Reconstruction of missing breast tissue has become a common practice in recent years, sometimes congenital, sometimes after various traumas or most commonly in women who do not have a single or double breast after lampectomy, mastectomy surgery (breast tissue removal). Developing surgical techniques and successful results have made breast reconstruction surgeries widespread. Generally, in patients diagnosed with breast cancer and at an operable stage, it takes an average of 1-2 years for the adjuvant treatments (chemotherapy, radiotherapy) to be completed and the patient to be considered cured. At the end of this period, the reconstruction option is evaluated with the general surgeon and oncologist. In patients diagnosed in the early stages and scheduled for mastectomy, reconstruction can also be performed in the same session.
There are three options for breast reconstruction. While performing the surgery with tissue expanders and prostheses is one option, using the patient's own tissue is another option. Finally, stem cell-enriched tissue transplantation is also commonly used in breast reconstruction surgeries.

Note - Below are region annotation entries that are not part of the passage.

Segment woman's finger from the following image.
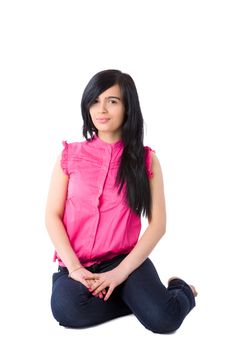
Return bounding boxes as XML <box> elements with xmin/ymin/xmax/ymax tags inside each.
<box><xmin>90</xmin><ymin>281</ymin><xmax>107</xmax><ymax>295</ymax></box>
<box><xmin>104</xmin><ymin>286</ymin><xmax>115</xmax><ymax>301</ymax></box>
<box><xmin>85</xmin><ymin>273</ymin><xmax>101</xmax><ymax>280</ymax></box>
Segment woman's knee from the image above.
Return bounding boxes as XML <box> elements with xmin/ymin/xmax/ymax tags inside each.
<box><xmin>51</xmin><ymin>281</ymin><xmax>88</xmax><ymax>328</ymax></box>
<box><xmin>139</xmin><ymin>310</ymin><xmax>182</xmax><ymax>334</ymax></box>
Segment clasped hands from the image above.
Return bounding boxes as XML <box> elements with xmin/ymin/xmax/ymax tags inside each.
<box><xmin>72</xmin><ymin>267</ymin><xmax>128</xmax><ymax>301</ymax></box>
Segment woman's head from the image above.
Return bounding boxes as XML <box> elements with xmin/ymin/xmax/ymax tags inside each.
<box><xmin>81</xmin><ymin>69</ymin><xmax>151</xmax><ymax>217</ymax></box>
<box><xmin>81</xmin><ymin>69</ymin><xmax>143</xmax><ymax>145</ymax></box>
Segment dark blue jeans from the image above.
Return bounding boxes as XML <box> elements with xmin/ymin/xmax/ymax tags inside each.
<box><xmin>51</xmin><ymin>255</ymin><xmax>195</xmax><ymax>333</ymax></box>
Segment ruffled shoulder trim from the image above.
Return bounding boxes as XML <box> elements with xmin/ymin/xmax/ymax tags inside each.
<box><xmin>61</xmin><ymin>141</ymin><xmax>69</xmax><ymax>175</ymax></box>
<box><xmin>144</xmin><ymin>146</ymin><xmax>155</xmax><ymax>179</ymax></box>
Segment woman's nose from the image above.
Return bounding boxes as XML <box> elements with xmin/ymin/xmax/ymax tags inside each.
<box><xmin>99</xmin><ymin>101</ymin><xmax>107</xmax><ymax>113</ymax></box>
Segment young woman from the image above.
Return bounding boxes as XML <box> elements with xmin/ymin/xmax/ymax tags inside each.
<box><xmin>46</xmin><ymin>70</ymin><xmax>197</xmax><ymax>333</ymax></box>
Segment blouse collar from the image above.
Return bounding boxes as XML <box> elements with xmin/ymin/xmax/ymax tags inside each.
<box><xmin>92</xmin><ymin>134</ymin><xmax>123</xmax><ymax>149</ymax></box>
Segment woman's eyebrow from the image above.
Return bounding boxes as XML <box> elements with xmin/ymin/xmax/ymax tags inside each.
<box><xmin>106</xmin><ymin>96</ymin><xmax>121</xmax><ymax>101</ymax></box>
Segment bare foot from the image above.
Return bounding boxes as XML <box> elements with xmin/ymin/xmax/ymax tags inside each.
<box><xmin>168</xmin><ymin>277</ymin><xmax>198</xmax><ymax>297</ymax></box>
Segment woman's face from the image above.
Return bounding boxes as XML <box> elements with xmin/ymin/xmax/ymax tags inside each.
<box><xmin>89</xmin><ymin>85</ymin><xmax>125</xmax><ymax>136</ymax></box>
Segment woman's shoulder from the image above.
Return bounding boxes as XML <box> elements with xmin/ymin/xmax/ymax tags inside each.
<box><xmin>62</xmin><ymin>140</ymin><xmax>87</xmax><ymax>152</ymax></box>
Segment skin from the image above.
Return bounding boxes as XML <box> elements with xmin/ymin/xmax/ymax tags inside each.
<box><xmin>46</xmin><ymin>85</ymin><xmax>197</xmax><ymax>301</ymax></box>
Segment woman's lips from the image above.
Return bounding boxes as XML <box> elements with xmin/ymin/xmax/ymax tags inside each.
<box><xmin>96</xmin><ymin>118</ymin><xmax>110</xmax><ymax>124</ymax></box>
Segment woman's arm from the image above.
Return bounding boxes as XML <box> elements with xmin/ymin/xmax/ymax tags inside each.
<box><xmin>45</xmin><ymin>158</ymin><xmax>81</xmax><ymax>273</ymax></box>
<box><xmin>87</xmin><ymin>154</ymin><xmax>166</xmax><ymax>301</ymax></box>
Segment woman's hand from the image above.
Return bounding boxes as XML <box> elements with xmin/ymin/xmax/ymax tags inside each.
<box><xmin>69</xmin><ymin>267</ymin><xmax>106</xmax><ymax>298</ymax></box>
<box><xmin>86</xmin><ymin>267</ymin><xmax>128</xmax><ymax>301</ymax></box>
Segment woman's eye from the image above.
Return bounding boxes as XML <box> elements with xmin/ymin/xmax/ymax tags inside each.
<box><xmin>108</xmin><ymin>99</ymin><xmax>117</xmax><ymax>104</ymax></box>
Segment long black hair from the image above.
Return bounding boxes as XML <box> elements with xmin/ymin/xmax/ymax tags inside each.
<box><xmin>81</xmin><ymin>69</ymin><xmax>151</xmax><ymax>218</ymax></box>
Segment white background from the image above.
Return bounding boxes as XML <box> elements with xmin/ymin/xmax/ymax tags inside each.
<box><xmin>0</xmin><ymin>0</ymin><xmax>233</xmax><ymax>350</ymax></box>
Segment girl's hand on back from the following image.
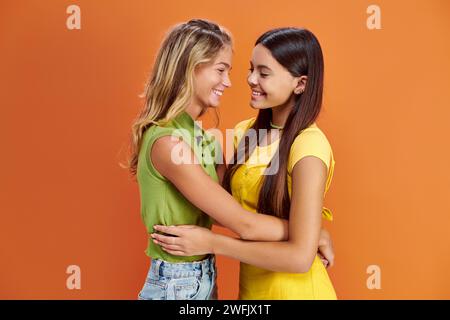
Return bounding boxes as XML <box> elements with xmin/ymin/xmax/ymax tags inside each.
<box><xmin>150</xmin><ymin>225</ymin><xmax>214</xmax><ymax>256</ymax></box>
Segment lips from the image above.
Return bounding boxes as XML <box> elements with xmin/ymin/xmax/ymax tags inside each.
<box><xmin>252</xmin><ymin>90</ymin><xmax>266</xmax><ymax>99</ymax></box>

Depending on the patient's condition, it is also possible to apply some options together if necessary. The condition of the area to be operated on and the size and shape of the other breast play an important role in the choice of these options. The quality and adequacy of the skin in the area of the removed breast is very important. If the skin is insufficient and the other breast is large, a tissue expander is first placed. Then, depending on preference, either a silicone prosthesis or the patient's own muscle tissue is used. If the intact breast tissue is large and saggy, this breast is also intervened in the same operation and the two breasts are reduced and lifted to equalize the two breasts.